Yes, you're probably wondering why would I would actually chose to regress in a way instead of getting inspiration from other artists or objects around me to actually progress. During the first few days of preparation I did the necessary bit of research to keep myself up to date with the latest winning competition cakes, which really only proved to be useful in mentally pointing out where my fellow competitors had extracted their ideas and techniques from as whenever I tried to apply those techniques onto my cake it would have an 80% chance of winding up in the trash because I would step away from my cake, tilt my head to the left and right and come to a conclusion that it really didn't come from me but that celebrity cake artist instead.   

Like everything else, I realized all I needed to remember is to keep a decent balance between the two to avoid any further inner conflict. 

Though it wasn't the first time, I've been receiving telltale signs that I wasn't as passionate about cake decorating as I had been before for instance I honestly did not have a halfway acceptable theme aside from it being royal and dripping in primary colors because it seemed like a slightly challenging color combination to work with or a name for my cake, two things which I found as important as the cake itself and which I would take pride in sharing how I had come up with it and what had inspired me but no, this time it felt as though my thoughts had vacated my mind. 

Oddly as time passed I was slowly filling that vacant space in my mind with a clear picture on what I wanted my finished creation to look like, though I had never done any proper research on those few topics I knew it was going to be a fusion of stained glass and oriental royalty.
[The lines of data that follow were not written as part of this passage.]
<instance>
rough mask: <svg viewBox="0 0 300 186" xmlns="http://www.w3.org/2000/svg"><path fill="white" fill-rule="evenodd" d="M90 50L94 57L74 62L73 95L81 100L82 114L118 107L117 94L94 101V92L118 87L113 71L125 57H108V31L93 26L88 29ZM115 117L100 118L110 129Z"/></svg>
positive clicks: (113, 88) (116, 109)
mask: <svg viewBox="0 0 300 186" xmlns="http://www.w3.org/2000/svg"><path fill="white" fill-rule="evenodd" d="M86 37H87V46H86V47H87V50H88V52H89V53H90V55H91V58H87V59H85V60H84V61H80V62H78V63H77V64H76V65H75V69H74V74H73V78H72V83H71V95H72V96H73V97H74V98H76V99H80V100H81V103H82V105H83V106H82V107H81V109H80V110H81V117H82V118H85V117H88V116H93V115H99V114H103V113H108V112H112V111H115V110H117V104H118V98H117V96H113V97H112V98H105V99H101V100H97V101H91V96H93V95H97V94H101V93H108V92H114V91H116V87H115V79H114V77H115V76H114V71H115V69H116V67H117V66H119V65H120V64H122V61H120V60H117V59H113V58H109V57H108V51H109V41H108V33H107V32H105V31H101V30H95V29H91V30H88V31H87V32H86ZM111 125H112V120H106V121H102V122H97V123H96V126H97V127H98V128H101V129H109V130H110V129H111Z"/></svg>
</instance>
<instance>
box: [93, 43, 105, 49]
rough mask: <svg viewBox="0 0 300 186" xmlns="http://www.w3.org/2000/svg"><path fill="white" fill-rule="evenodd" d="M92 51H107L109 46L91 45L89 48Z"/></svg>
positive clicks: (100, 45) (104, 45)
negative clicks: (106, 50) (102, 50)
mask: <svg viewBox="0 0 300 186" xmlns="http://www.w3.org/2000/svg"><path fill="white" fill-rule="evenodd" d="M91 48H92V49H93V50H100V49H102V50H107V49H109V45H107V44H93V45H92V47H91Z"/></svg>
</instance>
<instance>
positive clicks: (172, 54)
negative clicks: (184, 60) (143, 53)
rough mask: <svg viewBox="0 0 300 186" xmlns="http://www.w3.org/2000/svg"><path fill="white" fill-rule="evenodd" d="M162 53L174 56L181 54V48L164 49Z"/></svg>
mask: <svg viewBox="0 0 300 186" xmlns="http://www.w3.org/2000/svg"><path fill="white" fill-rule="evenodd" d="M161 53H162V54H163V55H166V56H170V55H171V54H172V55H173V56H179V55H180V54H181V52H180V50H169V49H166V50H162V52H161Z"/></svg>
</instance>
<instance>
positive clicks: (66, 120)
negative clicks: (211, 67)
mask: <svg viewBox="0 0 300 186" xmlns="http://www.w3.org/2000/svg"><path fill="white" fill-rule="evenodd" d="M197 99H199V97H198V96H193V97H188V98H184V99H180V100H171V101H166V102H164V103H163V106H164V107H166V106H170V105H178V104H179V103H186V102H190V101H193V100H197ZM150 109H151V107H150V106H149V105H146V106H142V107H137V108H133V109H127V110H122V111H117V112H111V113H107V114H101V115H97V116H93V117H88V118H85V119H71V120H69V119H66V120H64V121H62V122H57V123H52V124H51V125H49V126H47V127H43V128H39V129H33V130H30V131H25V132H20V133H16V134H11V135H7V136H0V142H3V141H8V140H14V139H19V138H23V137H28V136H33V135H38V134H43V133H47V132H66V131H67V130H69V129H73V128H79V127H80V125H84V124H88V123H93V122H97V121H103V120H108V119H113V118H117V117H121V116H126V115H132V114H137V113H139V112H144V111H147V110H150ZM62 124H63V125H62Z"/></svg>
I shall assume that my creative gears are merely taking a little longer to shift into place and even more time to start whirring.    

I do feel that this cake slightly reflects my current state of mind, from the way the tiers seem almost identical to my scattered thoughts and ideas and the striking colors resemble the way I've been looking at life from a different perspective and it gives the most mundane moments and objects a new, more vivid form. To me the cake competitions I've entered throughout the past four years has never been purely for the golden trophy or the way people spend time admiring your entry or that surge of adrenaline and raw excitement you get when you get interviewed, all along I really do think that during the period of time I spend working on my entry is when I get a true sense of self, getting in touch with my inner most thoughts and basically it's a two week journey of rediscovering who you are all over again which is something I realized I need to go through annually in order to keep myself sane. 
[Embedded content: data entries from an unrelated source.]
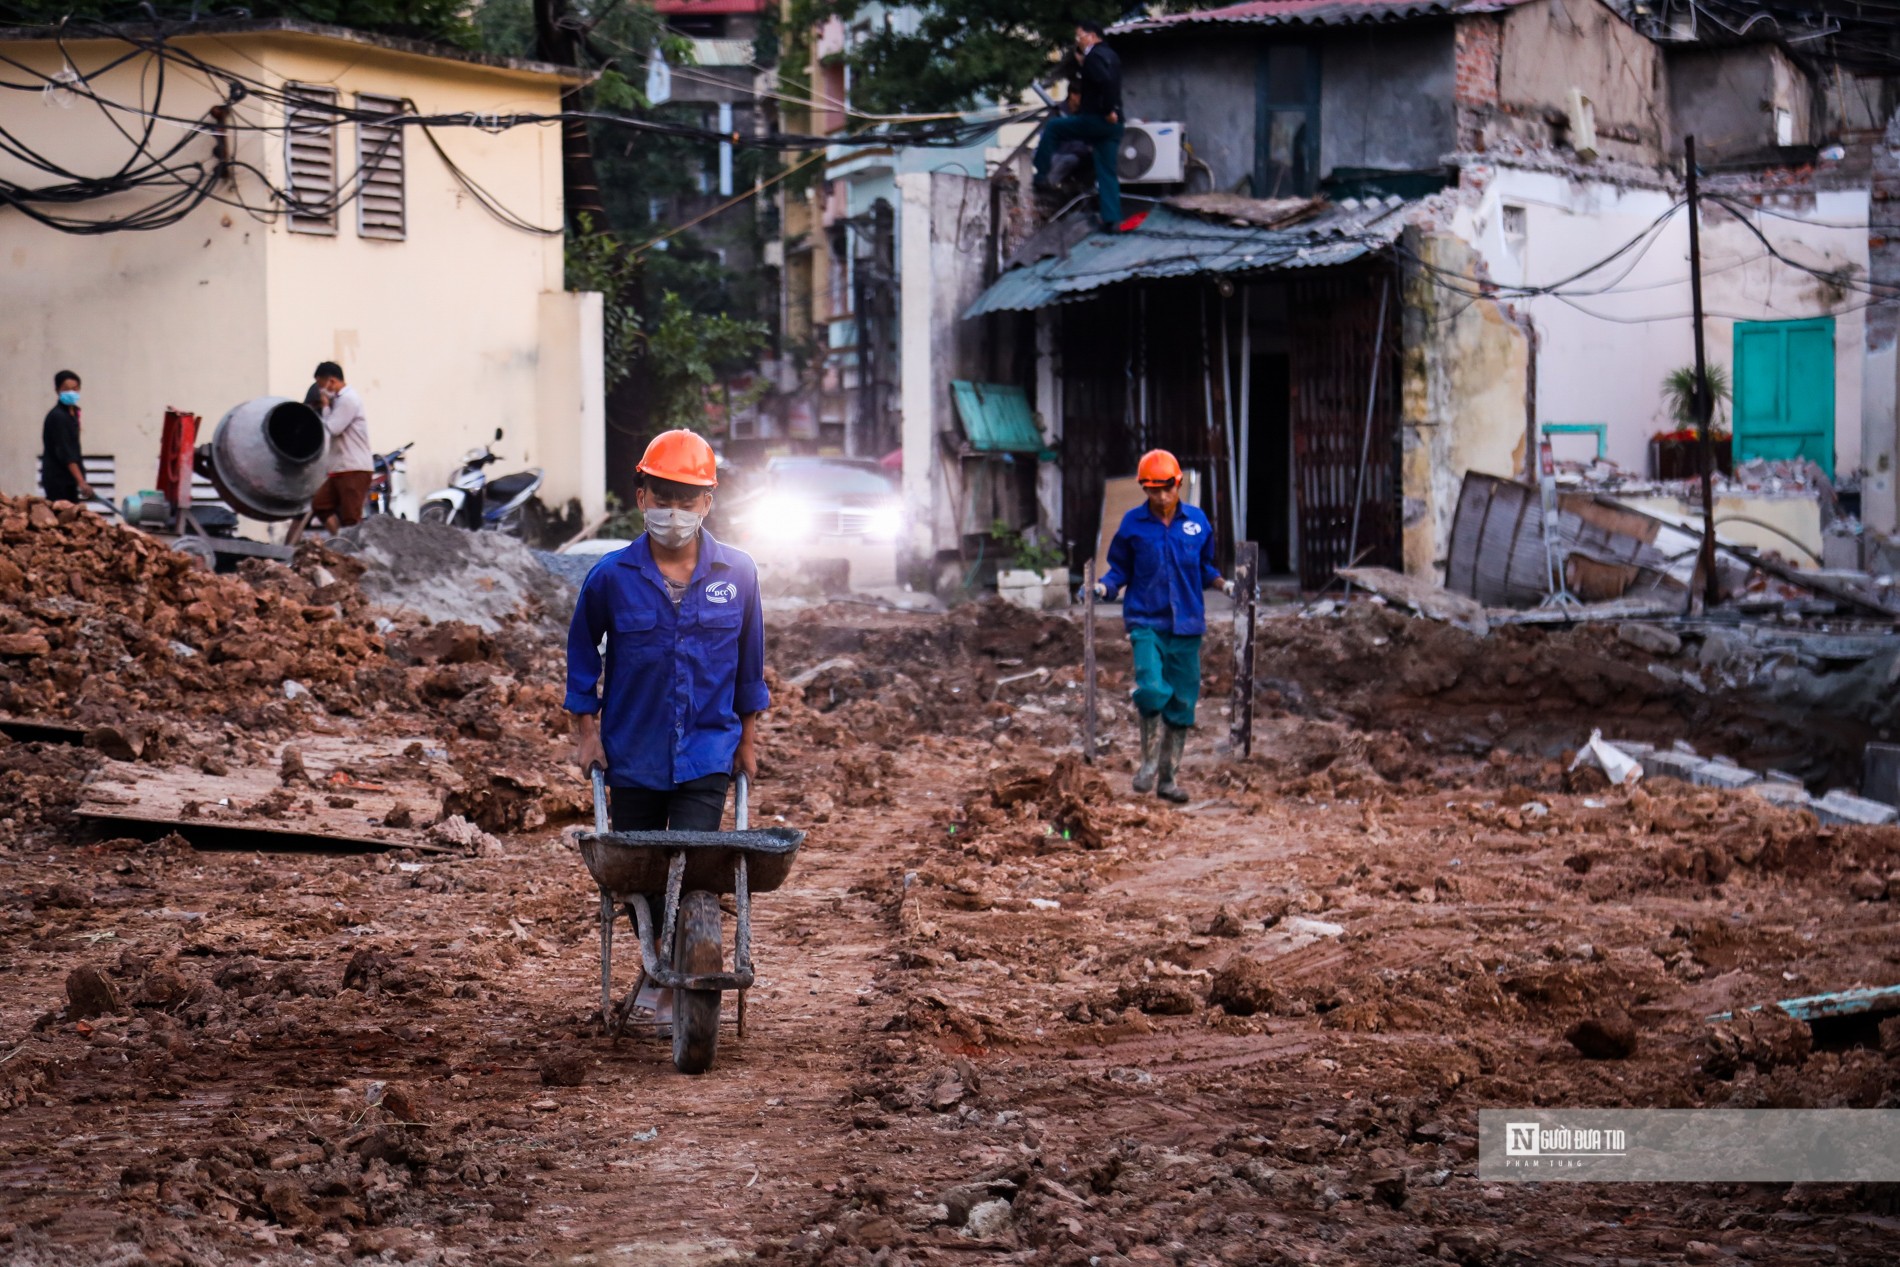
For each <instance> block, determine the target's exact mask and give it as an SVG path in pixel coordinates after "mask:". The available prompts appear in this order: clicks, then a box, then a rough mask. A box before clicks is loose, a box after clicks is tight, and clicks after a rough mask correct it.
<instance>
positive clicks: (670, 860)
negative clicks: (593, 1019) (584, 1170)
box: [580, 766, 806, 1073]
mask: <svg viewBox="0 0 1900 1267" xmlns="http://www.w3.org/2000/svg"><path fill="white" fill-rule="evenodd" d="M589 773H591V775H593V792H595V830H593V832H581V838H580V843H581V860H585V862H587V870H589V872H591V874H593V878H595V883H597V885H600V1022H602V1024H604V1026H606V1031H608V1033H610V1035H614V1037H616V1039H618V1037H619V1033H621V1030H625V1026H627V1020H629V1018H631V1016H633V1003H635V997H637V995H638V993H640V986H644V984H646V982H654V984H656V986H659V988H663V990H673V1064H675V1068H676V1069H678V1071H680V1073H705V1071H707V1069H711V1068H712V1052H714V1049H716V1047H718V1018H720V1001H722V999H720V995H722V993H724V992H726V990H735V992H737V993H739V1007H737V1031H739V1037H745V992H747V990H750V988H752V895H754V893H771V891H773V889H777V887H779V885H783V883H785V878H787V876H788V874H790V870H792V859H796V857H798V845H800V843H802V842H804V838H806V834H804V832H798V830H792V828H785V826H771V828H760V830H754V828H750V826H749V823H747V815H749V807H747V794H749V786H747V779H745V775H739V777H737V783H735V788H737V790H735V796H733V828H735V830H731V832H612V830H608V813H606V773H604V771H602V769H600V767H599V766H597V767H593V769H591V771H589ZM661 891H663V893H665V895H667V897H665V904H663V910H661V912H659V927H657V936H656V927H654V910H652V902H648V898H646V895H648V893H661ZM726 893H730V895H731V898H733V912H735V919H733V923H735V933H733V954H731V971H730V973H728V971H726V967H724V957H726V946H724V942H726V938H724V931H722V925H720V908H718V900H720V895H726ZM621 912H625V914H627V917H629V919H631V921H633V929H635V935H637V936H638V938H640V967H638V969H635V982H633V990H629V992H627V999H625V1001H623V1003H621V1005H619V1007H618V1009H616V1007H614V925H616V923H618V921H619V916H621ZM661 948H667V952H665V955H663V954H661Z"/></svg>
Also the live competition was the direct opposite of the Masterchef scenario I had in mind, with cake being thrown around and contestants running riot. I was never too good with time management or estimating the amount of time I would need to complete a project and I had actually finished my cake an hour before we had to officially lay our piping bags to rest, which was surprising. I should time myself when I work next time. 

I had feared live competitions all along for nothing, now I really am glad I decided to close my eyes and hold out my hands because what gets placed in your hands can be magical. 

On the side note, I do hope that I'd be able to start blogging again for good since Ecuador is a mere three months away and I do want to keep a little travel log on my adventures anyway. And reading through my older posts gives me cringe attacks but they do seem like a brilliant memoir of the past.